Theoretical Performance-Unlike DC applications, where a superconductor (SC) has zero electric resistance, SC in RF fields have a specific surface resistance (Rs) and allow magnetic fields to penetrate their surface to a depth (δ). In the SRF cavity, Eacc runs along the central axis. Near the cavity wall magnetic fields H are parallel to the cavity surfaces, with the highest Hmax around the cavity's equator. Electric fields are vertical to the surfaces, with the maximum Emax near the iris. Simplified formulas below can be used to derive several theoretical cavity performances. 
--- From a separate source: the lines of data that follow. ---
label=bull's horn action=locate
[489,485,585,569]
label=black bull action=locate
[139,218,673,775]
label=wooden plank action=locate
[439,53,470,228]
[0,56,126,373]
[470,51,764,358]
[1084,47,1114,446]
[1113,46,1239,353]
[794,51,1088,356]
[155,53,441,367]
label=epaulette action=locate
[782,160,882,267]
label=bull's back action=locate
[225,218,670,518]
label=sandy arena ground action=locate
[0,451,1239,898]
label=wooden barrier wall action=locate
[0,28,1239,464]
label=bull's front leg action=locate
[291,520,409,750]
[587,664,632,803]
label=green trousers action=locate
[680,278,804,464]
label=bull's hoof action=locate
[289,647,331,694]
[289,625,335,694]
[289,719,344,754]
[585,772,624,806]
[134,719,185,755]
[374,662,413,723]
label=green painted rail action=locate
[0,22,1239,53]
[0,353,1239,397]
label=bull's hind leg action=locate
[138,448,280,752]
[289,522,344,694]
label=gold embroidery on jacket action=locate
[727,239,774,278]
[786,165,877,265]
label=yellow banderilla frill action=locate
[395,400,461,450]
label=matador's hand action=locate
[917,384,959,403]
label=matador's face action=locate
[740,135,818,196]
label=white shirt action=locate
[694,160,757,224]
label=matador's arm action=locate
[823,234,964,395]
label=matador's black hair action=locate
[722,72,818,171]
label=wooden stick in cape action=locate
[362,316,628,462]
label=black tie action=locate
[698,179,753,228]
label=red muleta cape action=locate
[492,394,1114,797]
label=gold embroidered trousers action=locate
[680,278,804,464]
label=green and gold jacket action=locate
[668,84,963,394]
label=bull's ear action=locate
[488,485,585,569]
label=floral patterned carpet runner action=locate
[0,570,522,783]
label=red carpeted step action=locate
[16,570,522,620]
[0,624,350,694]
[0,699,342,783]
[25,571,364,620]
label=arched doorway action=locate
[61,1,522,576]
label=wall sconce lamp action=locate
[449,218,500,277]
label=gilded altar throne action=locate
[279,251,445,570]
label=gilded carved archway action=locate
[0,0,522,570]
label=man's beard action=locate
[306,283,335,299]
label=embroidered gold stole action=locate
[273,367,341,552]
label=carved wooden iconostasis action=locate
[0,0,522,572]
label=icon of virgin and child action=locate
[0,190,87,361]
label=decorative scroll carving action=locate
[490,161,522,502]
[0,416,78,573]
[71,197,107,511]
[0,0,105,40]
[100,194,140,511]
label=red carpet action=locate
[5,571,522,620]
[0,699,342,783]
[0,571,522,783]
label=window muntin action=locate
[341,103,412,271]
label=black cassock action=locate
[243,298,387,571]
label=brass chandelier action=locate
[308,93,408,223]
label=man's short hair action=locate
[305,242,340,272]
Ideal (theoretical) Q₀.-The power dissipated P_d is given by the integral of resistive wall loss over cavity surface. Qo is the ratio of energy restored in the cavity (ωU) to the energy loss P_d. G-cavity geometry factor and determined by its shape only, µo - permeability of free-space and ω - frequency.

U = (µo /2)⨜H²dV

P_d = (Rs/2)⨜H²dS

Q_o = ωU/P_d = G/Rs

R_BCS= Dƒ²(e-^17.87/T/T)

The R_S= R_BCS + R_res. R_BCS is the ideal minimum resistance by BCS theory. R_res depends on materialsʼ purity, external H, etc. For example, a 9-cell TESLA cavity (Nb) has G=270 at 1.8 K and 1.3 GHz: R_BCS=4.55nΩ, R_res=R_H(earth H) =3.42nΩ, Rs=7.97nΩ, so the ideal Q_o=3.4x10¹⁰. However, for a copper cavity at 300 K and 1.3GHz, Q₀(Cu)=3x10⁴.

Ideal (theoretical) Eacc.-Currently, the Type II superconductor Nb is the most popular cavity material and has a magnetic quench field Hc2 about 2400-Oe at 1.8 K. Therefore, for this cavity, the ideal maximum Eacc is about 56MV/m, corresponding to the Hc2. 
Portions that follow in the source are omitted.